Es habitual encontrar a adolescentes que parece que rechazan el cariño y aunque no hay que forzarles, es bueno saber que en el fondo, siguen teniendo necesidad de ese contacto físico, de esa presencia, de ese mostrar interés por sus cosas y de hacerles sentir importantes para nosotros.
- Que sea “En el Señor”
Esto quiere decir que la disciplina que se aplica, se hace teniendo en cuenta que Dios está presente, temiéndole a Él. Se busca honrar a Dios a través de la educación del hijo. Las medidas, las palabras y las actitudes deberían ajustarse a lo que Dios dice. Eso excluye la ira, el griterío, la burla, el desprecio, etc.

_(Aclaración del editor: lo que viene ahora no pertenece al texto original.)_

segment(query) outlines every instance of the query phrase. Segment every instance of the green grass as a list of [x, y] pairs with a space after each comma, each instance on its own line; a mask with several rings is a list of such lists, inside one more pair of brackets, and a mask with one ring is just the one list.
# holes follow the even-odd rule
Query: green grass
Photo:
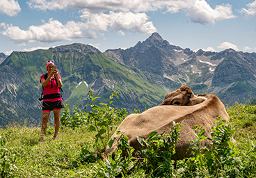
[[[238, 171], [240, 177], [255, 177], [255, 161], [252, 165], [246, 164], [250, 160], [256, 160], [256, 149], [253, 147], [256, 145], [256, 106], [236, 104], [227, 108], [227, 111], [234, 120], [235, 149], [239, 155], [234, 166], [237, 166], [237, 163], [241, 164], [235, 167], [238, 168], [234, 171]], [[0, 148], [7, 149], [14, 160], [7, 177], [95, 177], [97, 168], [104, 161], [98, 157], [95, 162], [81, 163], [80, 154], [86, 146], [91, 152], [95, 152], [93, 148], [95, 134], [96, 132], [89, 131], [86, 125], [74, 129], [63, 127], [60, 129], [58, 138], [53, 140], [54, 128], [49, 127], [45, 140], [38, 141], [39, 126], [27, 127], [12, 124], [6, 129], [0, 129], [0, 140], [6, 142], [1, 146], [0, 142]], [[246, 152], [248, 150], [250, 153]], [[2, 160], [0, 159], [1, 166]], [[248, 171], [246, 166], [254, 166], [255, 171]], [[211, 175], [204, 175], [204, 172], [196, 170], [194, 172], [198, 172], [198, 177], [216, 177]], [[129, 177], [149, 177], [150, 175], [143, 171], [138, 169], [136, 172], [131, 172]], [[220, 174], [228, 173], [225, 171], [227, 170], [223, 170]], [[193, 177], [195, 174], [191, 172], [191, 175]], [[181, 175], [177, 176], [182, 177]]]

Todo esto requiere madurez en los padres y un buen autocontrol. Ese control de uno mismo, es un reflejo de vivir la Nueva Vida en Cristo y del dominio del Espíritu Santo, como nos muestra el contexto de los pasajes de Colosenses y de Efesios mencionados. Necesitamos de la ayuda de Dios para semejante desafío.
Estoy seguro que teniendo estas consideraciones presentes, podemos ser de gran ayuda para prevenir esa soledad en el niño y en el adolescente. Pero en última instancia, aun haciendo bien nuestro trabajo, la clave está en que conozcan al Señor personalmente y experimenten la presencia constante y plena de Dios en sus vidas.